Sunday, 22 March 2015

#314 - Hawthorne buds

It is almost hard to explain why the world is so beautiful in spring. Yesterday the park was still looking drab; I gravitated towards the cherry plum trees, looking diaphanous and radiant, because there is not much else that is out. But every tree is full of promise. The twigs are swelling and, here and there, the feathery tips of green and silver leaves are showing. Next to the cherry plum, a hawthorn bush looked grey and wintery, but the long thorns were covered in tiny pink nubs. The whole world is humming with expectation. It makes me think of a poem by the Afro-Guyanese poet, John Agard:

But sometimes
you know
when I see
de rainbow
so full of glow
and curving
like she bearing child
I does want know
if God
ain't a woman

If that so
the woman got style
man she got style



Saturday, 14 March 2015

#313 - Blossom at Dusk

The early blossom is endlessly exquisite, even on the drab days we have been having.  I took this photo at the end of the day, the light was fading and as soon as I placed the flowers on the stone the wind, which had turned cold, would whip them away and tumble them into the mud.
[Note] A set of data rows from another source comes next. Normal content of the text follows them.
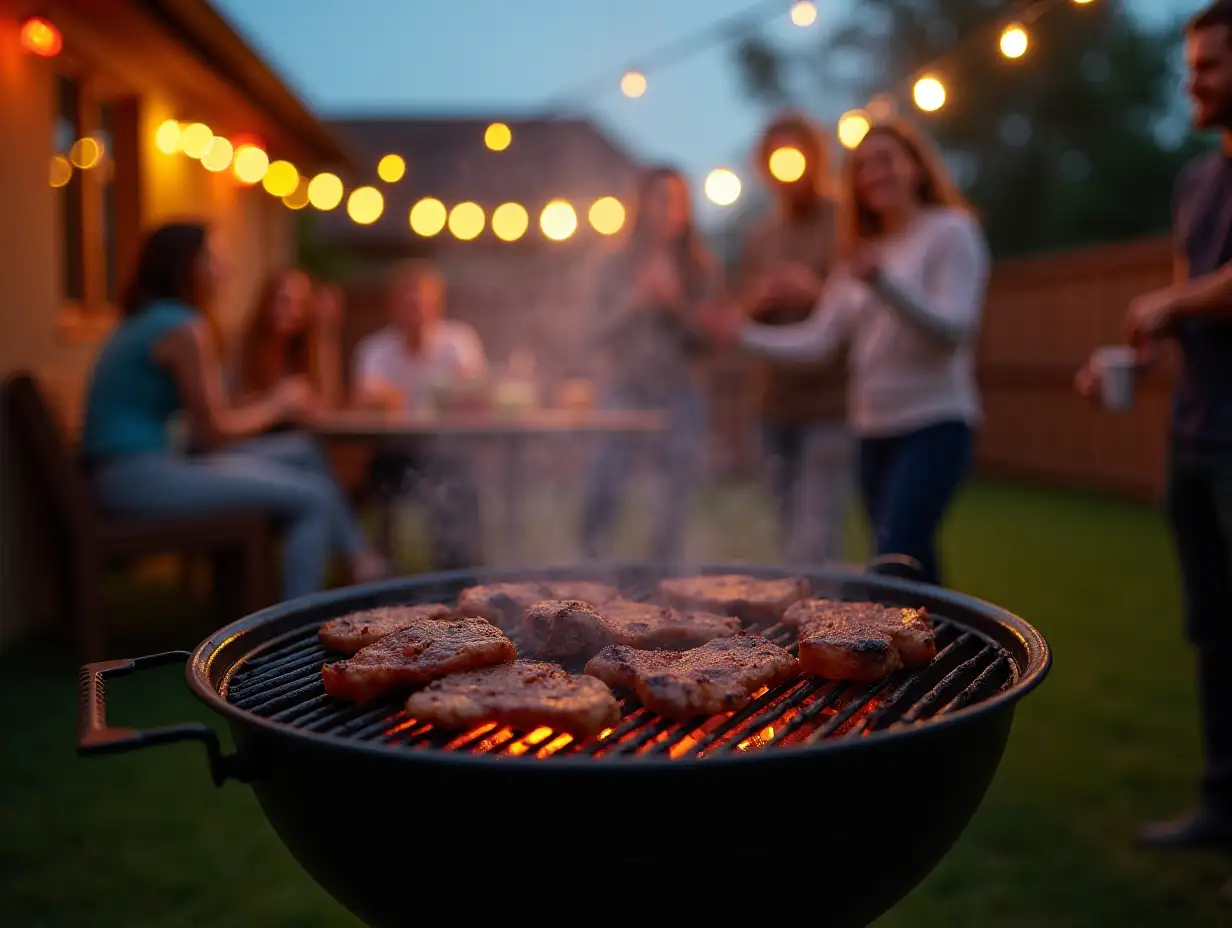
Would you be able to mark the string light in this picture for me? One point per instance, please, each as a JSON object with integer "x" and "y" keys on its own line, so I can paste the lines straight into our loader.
{"x": 722, "y": 186}
{"x": 787, "y": 164}
{"x": 929, "y": 94}
{"x": 466, "y": 221}
{"x": 428, "y": 217}
{"x": 392, "y": 168}
{"x": 510, "y": 221}
{"x": 280, "y": 179}
{"x": 195, "y": 139}
{"x": 365, "y": 206}
{"x": 325, "y": 191}
{"x": 498, "y": 137}
{"x": 1014, "y": 41}
{"x": 250, "y": 164}
{"x": 853, "y": 127}
{"x": 803, "y": 12}
{"x": 632, "y": 84}
{"x": 218, "y": 155}
{"x": 606, "y": 216}
{"x": 558, "y": 221}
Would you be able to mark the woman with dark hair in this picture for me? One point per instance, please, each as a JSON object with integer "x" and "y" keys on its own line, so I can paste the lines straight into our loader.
{"x": 647, "y": 329}
{"x": 906, "y": 302}
{"x": 163, "y": 359}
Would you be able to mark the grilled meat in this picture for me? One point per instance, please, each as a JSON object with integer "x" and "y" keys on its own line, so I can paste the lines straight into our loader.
{"x": 572, "y": 629}
{"x": 718, "y": 677}
{"x": 417, "y": 655}
{"x": 357, "y": 630}
{"x": 860, "y": 641}
{"x": 753, "y": 600}
{"x": 505, "y": 603}
{"x": 524, "y": 694}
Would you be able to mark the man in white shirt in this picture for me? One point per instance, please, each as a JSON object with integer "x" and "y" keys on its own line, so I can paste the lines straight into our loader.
{"x": 404, "y": 367}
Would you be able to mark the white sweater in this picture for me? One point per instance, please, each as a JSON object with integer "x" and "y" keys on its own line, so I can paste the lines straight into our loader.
{"x": 909, "y": 334}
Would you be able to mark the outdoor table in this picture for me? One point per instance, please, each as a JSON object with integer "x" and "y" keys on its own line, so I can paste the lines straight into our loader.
{"x": 510, "y": 429}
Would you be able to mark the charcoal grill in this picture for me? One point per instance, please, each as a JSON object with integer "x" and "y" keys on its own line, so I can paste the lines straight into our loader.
{"x": 845, "y": 794}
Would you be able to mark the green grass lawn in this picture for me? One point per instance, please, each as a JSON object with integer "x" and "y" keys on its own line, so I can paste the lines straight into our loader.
{"x": 1106, "y": 742}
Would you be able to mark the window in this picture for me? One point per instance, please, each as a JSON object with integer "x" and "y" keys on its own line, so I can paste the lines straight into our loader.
{"x": 99, "y": 208}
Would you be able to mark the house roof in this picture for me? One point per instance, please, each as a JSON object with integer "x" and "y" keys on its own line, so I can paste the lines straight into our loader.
{"x": 446, "y": 158}
{"x": 213, "y": 41}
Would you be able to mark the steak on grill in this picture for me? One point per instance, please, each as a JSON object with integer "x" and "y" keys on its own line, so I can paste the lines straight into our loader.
{"x": 753, "y": 600}
{"x": 505, "y": 603}
{"x": 417, "y": 655}
{"x": 348, "y": 634}
{"x": 718, "y": 677}
{"x": 860, "y": 641}
{"x": 524, "y": 694}
{"x": 573, "y": 629}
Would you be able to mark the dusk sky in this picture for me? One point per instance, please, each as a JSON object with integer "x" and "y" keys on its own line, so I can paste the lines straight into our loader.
{"x": 516, "y": 57}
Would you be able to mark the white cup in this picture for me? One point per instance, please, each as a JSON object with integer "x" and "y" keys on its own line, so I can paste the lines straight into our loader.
{"x": 1118, "y": 369}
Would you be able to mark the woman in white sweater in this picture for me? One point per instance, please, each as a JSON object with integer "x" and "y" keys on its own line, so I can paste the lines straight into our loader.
{"x": 906, "y": 303}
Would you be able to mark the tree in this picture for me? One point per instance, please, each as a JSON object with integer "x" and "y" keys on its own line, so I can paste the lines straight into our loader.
{"x": 1057, "y": 148}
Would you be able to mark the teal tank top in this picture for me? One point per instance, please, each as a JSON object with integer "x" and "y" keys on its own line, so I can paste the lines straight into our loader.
{"x": 131, "y": 397}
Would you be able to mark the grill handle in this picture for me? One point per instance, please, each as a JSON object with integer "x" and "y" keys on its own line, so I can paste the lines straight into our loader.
{"x": 96, "y": 737}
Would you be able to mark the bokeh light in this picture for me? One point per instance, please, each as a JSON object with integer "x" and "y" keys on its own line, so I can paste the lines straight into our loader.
{"x": 632, "y": 84}
{"x": 929, "y": 94}
{"x": 281, "y": 179}
{"x": 787, "y": 164}
{"x": 466, "y": 221}
{"x": 606, "y": 216}
{"x": 218, "y": 155}
{"x": 392, "y": 168}
{"x": 250, "y": 164}
{"x": 498, "y": 137}
{"x": 365, "y": 205}
{"x": 166, "y": 138}
{"x": 428, "y": 217}
{"x": 325, "y": 191}
{"x": 853, "y": 127}
{"x": 722, "y": 187}
{"x": 195, "y": 139}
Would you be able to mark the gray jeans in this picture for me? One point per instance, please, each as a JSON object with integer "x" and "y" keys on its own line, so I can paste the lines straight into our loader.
{"x": 812, "y": 471}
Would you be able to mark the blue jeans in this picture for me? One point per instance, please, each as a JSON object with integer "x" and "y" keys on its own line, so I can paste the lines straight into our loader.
{"x": 676, "y": 459}
{"x": 907, "y": 483}
{"x": 811, "y": 475}
{"x": 285, "y": 473}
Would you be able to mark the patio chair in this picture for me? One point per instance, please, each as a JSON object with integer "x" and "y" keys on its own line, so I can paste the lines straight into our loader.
{"x": 86, "y": 541}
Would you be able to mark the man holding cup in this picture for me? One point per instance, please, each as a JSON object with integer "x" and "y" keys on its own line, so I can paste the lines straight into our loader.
{"x": 1195, "y": 312}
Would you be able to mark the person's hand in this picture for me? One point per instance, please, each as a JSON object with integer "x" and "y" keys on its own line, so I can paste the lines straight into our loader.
{"x": 1148, "y": 316}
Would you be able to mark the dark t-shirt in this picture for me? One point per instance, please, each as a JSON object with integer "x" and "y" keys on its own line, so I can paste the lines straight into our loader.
{"x": 1203, "y": 233}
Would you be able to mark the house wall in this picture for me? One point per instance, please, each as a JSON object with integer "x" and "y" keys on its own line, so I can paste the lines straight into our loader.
{"x": 35, "y": 333}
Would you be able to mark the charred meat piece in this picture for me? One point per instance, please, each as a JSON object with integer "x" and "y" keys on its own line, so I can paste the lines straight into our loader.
{"x": 524, "y": 694}
{"x": 860, "y": 641}
{"x": 572, "y": 629}
{"x": 417, "y": 655}
{"x": 505, "y": 603}
{"x": 750, "y": 599}
{"x": 348, "y": 634}
{"x": 718, "y": 677}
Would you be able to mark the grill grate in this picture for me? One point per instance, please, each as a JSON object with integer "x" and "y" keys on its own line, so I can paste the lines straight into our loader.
{"x": 282, "y": 683}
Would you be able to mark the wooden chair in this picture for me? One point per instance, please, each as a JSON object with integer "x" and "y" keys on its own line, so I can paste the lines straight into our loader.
{"x": 239, "y": 542}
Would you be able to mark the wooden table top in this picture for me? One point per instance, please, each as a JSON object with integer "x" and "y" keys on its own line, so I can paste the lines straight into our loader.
{"x": 502, "y": 424}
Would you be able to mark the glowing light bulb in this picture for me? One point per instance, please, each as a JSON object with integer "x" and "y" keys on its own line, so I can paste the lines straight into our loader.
{"x": 632, "y": 84}
{"x": 1014, "y": 41}
{"x": 929, "y": 94}
{"x": 722, "y": 186}
{"x": 428, "y": 217}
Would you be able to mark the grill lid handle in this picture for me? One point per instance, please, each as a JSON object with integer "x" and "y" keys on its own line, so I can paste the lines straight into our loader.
{"x": 96, "y": 737}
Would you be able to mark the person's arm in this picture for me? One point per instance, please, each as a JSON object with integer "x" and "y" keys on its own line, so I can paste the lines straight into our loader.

Three times I picked them up from where they had been scattered and eventually I gave up and headed for home.  But later, when I checked my phone, one of the pictures had come out perfectly... the rough stone, the beautiful flowers casting stamen shadows on the rock behind, and a glimpse of the darkening sky beyond.


Monday, 9 March 2015

#312 - Purple and Green Ivy Leaves

Beside one of the paths we take in the park, ivy grows up the trees, looping from branch to branch and hanging in swathes over the stream. I am fascinated with the fact that even on the same tree the leaves are different: some green with yellow veins; some purple and threaded with green; some five fingered like maple leaves, some three and some smooth edged and glossy.


Saturday, 7 March 2015

#311 - Catkins

Such a gorgeous afternoon. The pussy willow is fully out now and lighting up silver in the sun. 


Thursday, 5 March 2015

#310 - Open Crocuses

There are a few different colours of crocus this spring, but my favourite are these lilac ones that are smaller, and more delicate looking than some of the others. I love the way their fragile lavender petals open so hopefully in the sun exposing their saffron yellow centres. The contrast is so unexpected that it somehow lifts the heart.


Sunday, 1 March 2015

#309 - Yellow Crocus Flowers

Yes, the first of the yellow flowers. I hadn't noticed before but I love the elegant flaring designs on the base of the petals. Crocuses in the rain look so demure, buttoned-up, even a little prim, despite their colour. It's hard to imagine how they transform with a little early Spring sunshine.